Lawmakers in St. Vincent and the Grenadines will on Monday resume debate on estimates of income and expenditure of EC$971,367,582 for 2015, amidst a call by the opposition for the government to present a budget that it can implement.
Prime Minister and Minister of Finance Ralph Gonsalves told Parliament on Thursday that the 2015 budget is to be financed by current revenue of EC$532,343,200 and capital revenue of EC$439,024,382.
Gonsalves said the current account deficit of EC$28.05 million, is a decline of EC$10.7 million or 27.4 per cent compared with the budgeted deficit for 2014. Current revenue, at EC$532.3 million, is an increase of 2.3 per cent over 2014.
The government has estimated that tax revenue receipts will amount to EC$485.6 million, 4.7 per cent or EC$21.6 million higher than in 2014. Non-tax revenue is expected to decline in 2015, with EC$46.8 million budgeted to be collected from this source.
Taxes on international trade will yield an estimated EC$207.8 million, 9.5 per cent or EC$18.1 million higher than 2014, and will be due mainly from increased inflow from all sources of revenue under this rubric, Gonsalves said.
In 2015, in flows from incomes and profit will contribute EC$123.7 million in revenue, the government said.
“While this source will yield approximately 23.2 per cent of the current revenue in 2015, it is going to be marginally below the estimate for 2014, by about 0.6 per cent,” Gonsalves said.
A 10 per cent decline in income tax from corporations, coupled with increases of 2.7 per cent and 1.3 per cent in personal income tax account, for the marginal decline of this tax type, Gonsalves said.
Taxes on domestic goods and transaction are expected to contribute EC$199.2 million to the central government in 2015 — 3.4 per cent or EC$3.9 million higher than last year.
In 2015, under the Registry Department, an increase in the collection of stamp duties is expected to generate an additional EC$3 million.
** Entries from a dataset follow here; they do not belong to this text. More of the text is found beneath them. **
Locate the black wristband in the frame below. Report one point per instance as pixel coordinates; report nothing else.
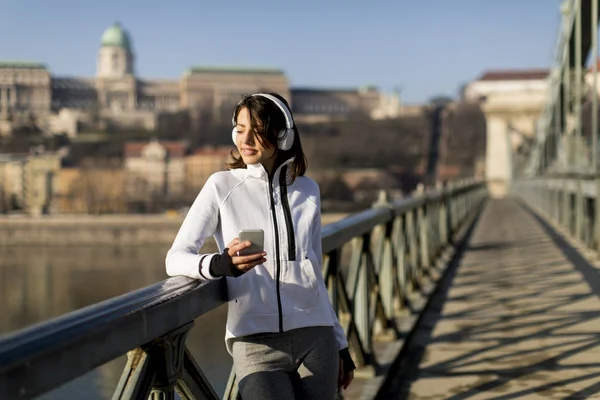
(221, 265)
(347, 363)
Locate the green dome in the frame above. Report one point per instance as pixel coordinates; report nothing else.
(115, 36)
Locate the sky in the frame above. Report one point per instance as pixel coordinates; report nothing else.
(423, 48)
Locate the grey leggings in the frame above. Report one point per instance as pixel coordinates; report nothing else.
(298, 364)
Excise duties and insurance premium tax revenue will yield an additional EC$0.54 million and EC$0.56 million, respectively.
“We’ve had to craft these Estimates in continuing challenging circumstances globally, and, also, in the aftermath of all the financial disasters that we’ve had. And, of course, the impact on the diminution to the point of almost extinction of the market preferences for our bananas and Windward bananas and Jamaican bananas in the British market,” Gonsalves told lawmakers.
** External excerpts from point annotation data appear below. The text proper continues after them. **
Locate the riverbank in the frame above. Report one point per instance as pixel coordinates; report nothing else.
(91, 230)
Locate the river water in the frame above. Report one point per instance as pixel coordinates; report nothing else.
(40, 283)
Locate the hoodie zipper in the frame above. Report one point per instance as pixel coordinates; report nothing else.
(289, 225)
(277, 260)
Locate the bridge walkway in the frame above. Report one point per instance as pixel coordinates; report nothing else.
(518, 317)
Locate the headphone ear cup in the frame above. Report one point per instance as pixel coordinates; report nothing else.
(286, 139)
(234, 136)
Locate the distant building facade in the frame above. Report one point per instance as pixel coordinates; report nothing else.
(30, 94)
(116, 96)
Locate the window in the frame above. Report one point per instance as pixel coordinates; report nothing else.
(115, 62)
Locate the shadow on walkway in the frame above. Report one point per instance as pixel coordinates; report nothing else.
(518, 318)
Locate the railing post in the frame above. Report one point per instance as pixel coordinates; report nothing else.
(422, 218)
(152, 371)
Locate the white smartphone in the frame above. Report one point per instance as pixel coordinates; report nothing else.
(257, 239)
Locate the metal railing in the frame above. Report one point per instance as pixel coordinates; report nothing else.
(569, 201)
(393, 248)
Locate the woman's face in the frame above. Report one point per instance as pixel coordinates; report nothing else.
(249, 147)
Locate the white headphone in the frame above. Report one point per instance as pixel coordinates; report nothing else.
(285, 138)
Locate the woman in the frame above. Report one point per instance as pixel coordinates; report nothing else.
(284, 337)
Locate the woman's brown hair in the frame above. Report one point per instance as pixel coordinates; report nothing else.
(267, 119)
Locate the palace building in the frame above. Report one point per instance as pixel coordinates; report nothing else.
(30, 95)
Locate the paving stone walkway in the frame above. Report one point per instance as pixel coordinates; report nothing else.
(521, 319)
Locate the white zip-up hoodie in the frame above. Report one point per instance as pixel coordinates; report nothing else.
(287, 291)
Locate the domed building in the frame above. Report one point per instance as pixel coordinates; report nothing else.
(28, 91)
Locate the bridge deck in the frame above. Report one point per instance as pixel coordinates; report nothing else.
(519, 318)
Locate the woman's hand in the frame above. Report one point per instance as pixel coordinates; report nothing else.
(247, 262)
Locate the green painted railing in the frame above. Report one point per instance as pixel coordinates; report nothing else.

But Opposition Leader Arnhim Eustace, in his response, said while there is important information in the estimates, they do not make clear whether the revenues are available to achieve the outcomes set out for the estimates and the budget in January.
He noted that the government is planning for expenditure of EC$532.3 million, a deficit of EC$142.6 million when compared to estimated receipts.
“I cannot look at the capital budget and see exactly what clears that deficit so that we can have a balanced budget. We have known in previous years that other capital receipts were inflated in order to bring about balance,” he said.
Eustace said he has found that when faced with these deficits, the government cuts back its capital programme.
Eustace, an economist, however said that growth prospects are mostly dependent on the capital, rather than recurrent budget and therefore the nation should not be cutting its capital budget to that magnitude.
“So, we need to present something that is real, something that is achievable. We don’t get that,” he told Parliament.